Wednesday, December 19, 2007

inversion

The atmosphere has fallen down on us, thunk, and we have an inversion settled over the Twin Cities. That means thick fog and no sun, and that also means a sharp reduction in air quality because of all the stuff spewed out of various pipes around town. The weather service warns you not to exert yourself as much during these inversion times, but last night on the weather report I saw something different. They did warn people to exert themselves less, but the first of the bullet points they had about how to deal with the inversion said "Drive Less." That would have always been my first bullet point, because if you have a problem, the first thing you should do is stop what's causing that problem. But this is the first time I have seen this advice at the top of the list. Maybe things are changing here a little.

This makes me think about water, and how in some parts of the world, and not that long ago here, people used to dump their raw sewage into the same bodies of water from which they gathered their untreated water supply. People were and still are drinking their only slightly watered down sewage. This seems very repulsive to us today, and how could people stand it, how can people still stand it today?
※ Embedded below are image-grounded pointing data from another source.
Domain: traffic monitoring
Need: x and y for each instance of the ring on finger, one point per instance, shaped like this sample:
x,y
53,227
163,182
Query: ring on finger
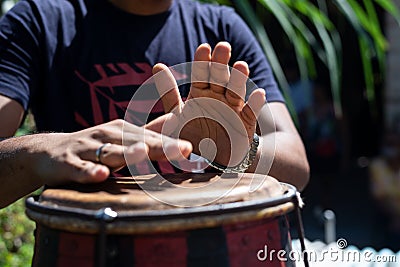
x,y
99,151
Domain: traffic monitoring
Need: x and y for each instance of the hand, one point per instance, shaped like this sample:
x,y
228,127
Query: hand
x,y
215,117
63,157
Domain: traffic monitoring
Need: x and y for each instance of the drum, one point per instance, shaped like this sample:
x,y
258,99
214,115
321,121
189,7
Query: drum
x,y
119,223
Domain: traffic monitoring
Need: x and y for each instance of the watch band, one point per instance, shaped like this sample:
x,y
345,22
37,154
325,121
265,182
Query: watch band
x,y
246,162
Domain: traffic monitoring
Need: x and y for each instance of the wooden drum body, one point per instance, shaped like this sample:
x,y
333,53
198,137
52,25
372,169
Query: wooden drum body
x,y
117,223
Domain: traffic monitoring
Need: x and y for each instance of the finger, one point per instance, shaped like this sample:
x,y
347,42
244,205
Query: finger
x,y
83,171
167,88
252,108
200,67
236,88
219,69
136,153
112,155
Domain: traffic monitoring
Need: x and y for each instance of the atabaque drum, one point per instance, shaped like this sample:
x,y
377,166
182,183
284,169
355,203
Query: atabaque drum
x,y
176,220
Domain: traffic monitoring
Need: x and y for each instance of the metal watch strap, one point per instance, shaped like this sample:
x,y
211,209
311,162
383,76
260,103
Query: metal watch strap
x,y
246,162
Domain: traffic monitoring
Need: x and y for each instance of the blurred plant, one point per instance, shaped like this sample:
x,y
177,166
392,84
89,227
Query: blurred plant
x,y
308,26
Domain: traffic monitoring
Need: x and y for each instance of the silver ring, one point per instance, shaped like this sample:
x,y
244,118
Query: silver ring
x,y
99,150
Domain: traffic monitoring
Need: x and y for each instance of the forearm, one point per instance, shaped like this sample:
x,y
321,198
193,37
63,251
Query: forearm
x,y
15,170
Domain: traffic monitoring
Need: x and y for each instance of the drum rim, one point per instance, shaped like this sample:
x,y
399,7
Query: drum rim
x,y
290,193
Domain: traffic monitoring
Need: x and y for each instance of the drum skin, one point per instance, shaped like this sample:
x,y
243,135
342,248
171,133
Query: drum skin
x,y
226,231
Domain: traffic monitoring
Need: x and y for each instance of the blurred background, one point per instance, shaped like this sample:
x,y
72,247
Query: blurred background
x,y
337,63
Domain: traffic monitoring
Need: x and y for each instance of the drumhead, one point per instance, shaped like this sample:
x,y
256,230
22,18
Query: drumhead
x,y
143,203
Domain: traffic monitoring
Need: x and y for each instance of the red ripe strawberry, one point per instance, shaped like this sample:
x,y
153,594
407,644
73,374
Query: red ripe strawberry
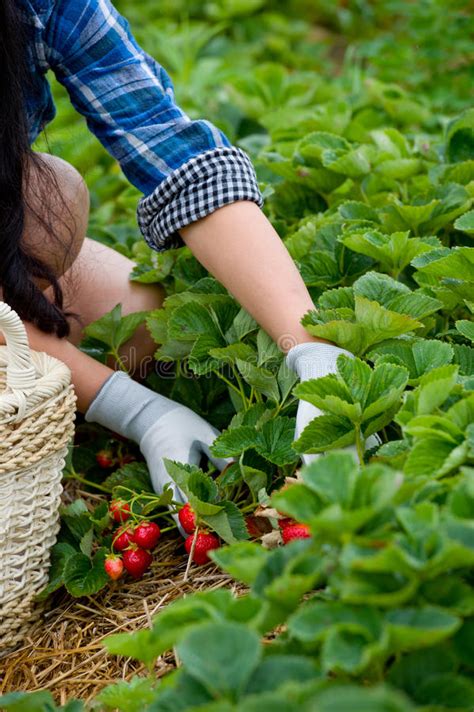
x,y
146,535
122,538
187,518
252,528
295,531
283,523
204,543
113,566
104,459
119,510
137,561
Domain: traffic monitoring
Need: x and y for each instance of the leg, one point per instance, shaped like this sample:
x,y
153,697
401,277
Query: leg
x,y
96,282
69,225
95,277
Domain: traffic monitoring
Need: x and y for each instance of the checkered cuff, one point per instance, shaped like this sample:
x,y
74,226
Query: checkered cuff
x,y
196,189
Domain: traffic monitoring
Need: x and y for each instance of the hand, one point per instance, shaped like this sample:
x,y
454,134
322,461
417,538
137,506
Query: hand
x,y
161,427
179,435
315,360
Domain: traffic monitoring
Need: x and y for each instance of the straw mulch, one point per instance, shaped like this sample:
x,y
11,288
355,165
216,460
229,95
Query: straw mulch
x,y
64,653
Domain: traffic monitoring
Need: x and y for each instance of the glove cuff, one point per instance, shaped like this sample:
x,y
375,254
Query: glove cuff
x,y
314,359
128,408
But yet we have cars with their tail pipes low to the ground spewing out poisonous exhaust into the same air that we are breathing. This is as repulsive to me as the thought of drinking my own untreated slightly watered down sewage.
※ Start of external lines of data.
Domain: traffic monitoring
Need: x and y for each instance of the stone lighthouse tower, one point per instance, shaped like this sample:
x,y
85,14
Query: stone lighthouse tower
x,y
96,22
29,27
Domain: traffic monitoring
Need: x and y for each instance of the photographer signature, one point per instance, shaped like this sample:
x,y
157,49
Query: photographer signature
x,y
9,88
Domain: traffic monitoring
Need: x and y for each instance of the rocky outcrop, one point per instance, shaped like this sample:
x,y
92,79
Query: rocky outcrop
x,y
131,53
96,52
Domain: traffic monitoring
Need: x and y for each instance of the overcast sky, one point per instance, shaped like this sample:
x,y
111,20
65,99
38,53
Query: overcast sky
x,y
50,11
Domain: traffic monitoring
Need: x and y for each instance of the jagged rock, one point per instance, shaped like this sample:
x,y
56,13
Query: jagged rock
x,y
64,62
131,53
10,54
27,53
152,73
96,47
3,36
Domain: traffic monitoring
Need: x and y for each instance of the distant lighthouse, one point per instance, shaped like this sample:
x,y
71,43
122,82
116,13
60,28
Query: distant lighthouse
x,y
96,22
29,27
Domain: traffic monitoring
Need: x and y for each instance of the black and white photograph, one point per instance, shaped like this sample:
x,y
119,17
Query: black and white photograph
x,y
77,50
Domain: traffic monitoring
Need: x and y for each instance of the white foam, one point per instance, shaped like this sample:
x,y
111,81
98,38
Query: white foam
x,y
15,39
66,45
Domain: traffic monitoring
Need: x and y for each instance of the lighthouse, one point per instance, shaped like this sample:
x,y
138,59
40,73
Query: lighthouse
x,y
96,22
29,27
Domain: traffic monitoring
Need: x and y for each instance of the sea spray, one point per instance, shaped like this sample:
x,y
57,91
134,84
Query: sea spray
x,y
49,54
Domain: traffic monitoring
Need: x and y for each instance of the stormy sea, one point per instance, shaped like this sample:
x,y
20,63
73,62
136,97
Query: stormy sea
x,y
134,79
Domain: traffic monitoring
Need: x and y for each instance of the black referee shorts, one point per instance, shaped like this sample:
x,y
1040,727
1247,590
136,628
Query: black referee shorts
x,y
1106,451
Houses and factories at least send out their poison above our heads. The winds dilute it up there, so we end up breathing less of it. But cars are spewing out their gases right into our lungs. There isn't much time for that yucky stuff to dilute before we take a breath.

My guess is that in a few years people will think about all those cars blowing their exhaust right into lungs the way we think about people drinking their own untreated sewage. They might even throw up just thinking about it.

They'll only be thinking about it, because by then we'll have decided that cities are really for people, and not so much for cars.